Drilling holes and installing blind pinning, often composed of some kind of metal, is a common method used to invisibly reinforce a broken stone. Although the concept is to add support with an internal frame, it also can have the effect of weakening the stone along a fault line. Once a hole is drilled into an object, it is forever diminished, and the alteration is non-reversible. If the repair fails at some future date, the stone often will splinter out into small chips projecting from the pin holes, complicating future repair treatments.
The decision was made to construct an internal masonry structure to help support the marble top in order to allow some internal movement from changes in humidity and temperature. Dry-fit cement blocks, natural stone blocking and shims were fit to match the exact height of the sidewalls. Thin lead shims also were fitted to fine-tune the internal support structure to match the sidewall height.
All of the fragments were cleaned prior to being joined together. Marble is highly prone to erosion from any form of acid. A product called “D2 Biological Cleaning Solution,” which is non-acidic and safe for all masonry, was applied to clean the fragments, lightly brushed and rinsed. A small plywood platform was constructed beside the tomb. All of the small fragments were carefully joined together with the stone epoxy.
After the epoxy cured, the repaired section was lifted onto the top and dry fitted with the other 2 large pieces of stone. Some warping and hairline cracks also had occurred, so lead shims and padded bar clamps helped align the top after the epoxy had been applied to one side of each mating surface along each fracture.

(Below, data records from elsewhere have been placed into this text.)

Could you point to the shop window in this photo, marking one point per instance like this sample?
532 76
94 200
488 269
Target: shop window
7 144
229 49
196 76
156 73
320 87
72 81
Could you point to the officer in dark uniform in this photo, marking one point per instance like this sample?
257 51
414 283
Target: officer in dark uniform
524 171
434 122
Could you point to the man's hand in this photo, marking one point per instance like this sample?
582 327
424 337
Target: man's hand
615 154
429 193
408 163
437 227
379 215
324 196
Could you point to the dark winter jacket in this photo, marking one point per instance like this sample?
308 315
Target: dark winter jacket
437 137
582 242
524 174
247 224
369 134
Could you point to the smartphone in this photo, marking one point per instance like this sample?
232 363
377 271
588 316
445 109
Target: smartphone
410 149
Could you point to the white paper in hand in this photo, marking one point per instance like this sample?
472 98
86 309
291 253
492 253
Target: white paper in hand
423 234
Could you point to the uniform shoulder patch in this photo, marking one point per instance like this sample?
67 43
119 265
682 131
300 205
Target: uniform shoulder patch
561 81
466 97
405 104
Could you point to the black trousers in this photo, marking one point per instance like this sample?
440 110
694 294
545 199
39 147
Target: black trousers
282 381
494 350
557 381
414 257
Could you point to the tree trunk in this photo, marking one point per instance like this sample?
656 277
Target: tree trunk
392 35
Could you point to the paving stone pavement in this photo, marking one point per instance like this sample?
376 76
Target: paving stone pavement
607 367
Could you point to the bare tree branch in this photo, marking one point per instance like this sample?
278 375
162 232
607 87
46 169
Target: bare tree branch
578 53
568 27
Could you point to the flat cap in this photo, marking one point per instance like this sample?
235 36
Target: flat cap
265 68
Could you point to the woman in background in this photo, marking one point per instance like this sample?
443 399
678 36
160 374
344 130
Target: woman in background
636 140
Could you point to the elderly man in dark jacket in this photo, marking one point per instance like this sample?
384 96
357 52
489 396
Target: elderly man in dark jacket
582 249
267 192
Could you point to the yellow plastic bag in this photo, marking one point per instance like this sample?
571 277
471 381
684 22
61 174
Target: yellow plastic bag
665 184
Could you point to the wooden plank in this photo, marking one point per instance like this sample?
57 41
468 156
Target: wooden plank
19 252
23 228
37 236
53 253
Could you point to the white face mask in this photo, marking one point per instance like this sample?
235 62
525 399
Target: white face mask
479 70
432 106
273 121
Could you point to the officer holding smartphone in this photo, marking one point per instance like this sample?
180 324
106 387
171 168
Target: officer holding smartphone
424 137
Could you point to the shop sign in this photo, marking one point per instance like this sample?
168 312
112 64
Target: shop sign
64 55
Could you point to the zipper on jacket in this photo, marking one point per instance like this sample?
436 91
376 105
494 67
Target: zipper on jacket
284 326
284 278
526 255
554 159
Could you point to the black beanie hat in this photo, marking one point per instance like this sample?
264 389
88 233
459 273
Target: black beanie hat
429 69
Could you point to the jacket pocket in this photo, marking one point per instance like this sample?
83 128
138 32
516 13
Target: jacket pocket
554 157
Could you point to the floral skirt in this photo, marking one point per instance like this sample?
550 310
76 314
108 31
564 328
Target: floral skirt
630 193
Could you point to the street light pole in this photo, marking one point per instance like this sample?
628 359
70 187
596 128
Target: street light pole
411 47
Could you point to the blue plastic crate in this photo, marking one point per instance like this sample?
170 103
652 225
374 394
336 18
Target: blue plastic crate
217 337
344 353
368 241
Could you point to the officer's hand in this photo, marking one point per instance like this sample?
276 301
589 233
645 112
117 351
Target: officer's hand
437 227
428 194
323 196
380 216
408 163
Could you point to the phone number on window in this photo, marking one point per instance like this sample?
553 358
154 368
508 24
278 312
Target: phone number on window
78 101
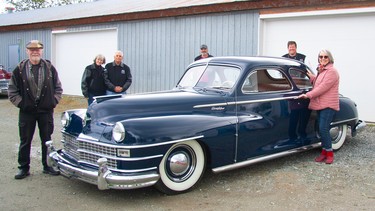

Once joined together, little chips and missing stone became visible along the joint lines. A composite stone repair patching material was used to in fill the voids. Jahn’s Restoration Mortars are cementitious, mineral-based mortars formulated to match the porosity, texture and color of the substrate being repaired. Jahn’s M120 Marble Repair Mortar was applied to the dampened surface, left higher than the stone surface and, after beginning to dry, cut down flush to match the stone. It then needed to be kept moist with light repeated misting, for at least a few days, in order to cure properly.
Although all the individual fragments had already been cleaned, many were still soiled. D2 was liberally applied to the entire tomb, late in the day, and then left well covered overnight. The following day, the entire top had turned orange. When working with D2, a change on color is a good thing, it means the biological growth is being killed off, and the smell it produces also is memorable. After lightly hand brushing and rinsing well, the marble top began looking white again, although another interesting attribute of D2 is the continued cleaning action to the masonry for a month or longer.
The final treatment performed was the application of a product that consolidates, strengthens and provides protection from weathering and acid resistance. Conservare HCT was applied with a hand pump sprayer to the entire tomb, in multiple applications until rejection, followed by HCT Finishing Rinse.
I returned to Decatur, Ga., recently to perform another project, and I looked in on Miss Emily. Two years have passed, and the tomb is still undisturbed and clean.